A farm leader yesterday described as a "social scandal" the revelation that over 40 per cent of Common Agricultural Policy payments had gone to only 4 per cent of Irish farmers.
Mr Albert Thompson, the chairman of the Irish Cattlemen and Stockowners' Association, which represents drystock farmers, was commenting on the EU Court of Auditors' report, published yesterday.
He said that he had been pointing this out since the 1992 reform of the CAP by Mr Ray MacSharry, but the Minister for Agriculture, Mr Walsh, had not listened.
"Every week we see our incomes eroded and they are now only 39 per cent of what they were in 1973", Mr Thompson said. "If drystock farming is not to be consigned to the history books as a quaint farming practice that died out between 1992 and the year 2000, then all drystock farmers will have to voice their opinion today, as tomorrow will be too late.

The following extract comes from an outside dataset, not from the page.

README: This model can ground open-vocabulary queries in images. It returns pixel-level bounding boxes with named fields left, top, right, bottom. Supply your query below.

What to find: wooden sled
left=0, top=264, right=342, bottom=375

"The EU figure for the average farmer subsidy was £9,000 per annum, whereas the drystock farmer's average income is only £5,000. If these statistics are correct, then the 100,000 drystock farmers have lost out on £400 million that has been redistributed to other farming sectors."
The Labour Party's spokesman on agriculture, Mr Willie Penrose, said that the figures published by the EU's audit service should not mask the fact that the largest recipients of these supports were rich farmers.
"There is no doubt that Irish agriculture has benefited greatly from EU supports, but unfortunately these supports have been poorly targeted. As it stands, current figures suggest that 70 per cent of EU farm supports go to 30 per cent of farmers", he said.
"At the other end of the scale, we have thousands of farmers on very low incomes, particularly those in the drystock sector, who are not in receipt of any significant income supports from the EU. It is these farmers who are forming part of the annual exodus from agriculture and who are finding it difficult to get their sons and daughters interested in carrying on the family farms."
Calling for a new approach to the distribution of CAP supports, Mr Penrose said that they should be directed towards low-income farmers who do not have the acreage or the quality of land to produce high yields.
An Irish Farmers' Association spokesman said that politicians had driven farmers down the road of direct payments by cutting producer prices. He claimed that prices had been cut below the cost of production to a point where some of the direct payments were going towards the costs of production. He cited the case of beef farming, where direct payments last year had "accounted for 105 per cent of income on cattle farms".
The spokesman pointed out that Ireland's share of the CAP budget had been in the range of 4 to 5 per cent. This was not excessive given that Ireland's share of the EU's overall beef and milk production was 7 per cent and 4 per cent, respectively.
He said that, because of our high level of self-sufficiency and our distance from EU consumers, we had a relatively high dependence on export refunds and intervention.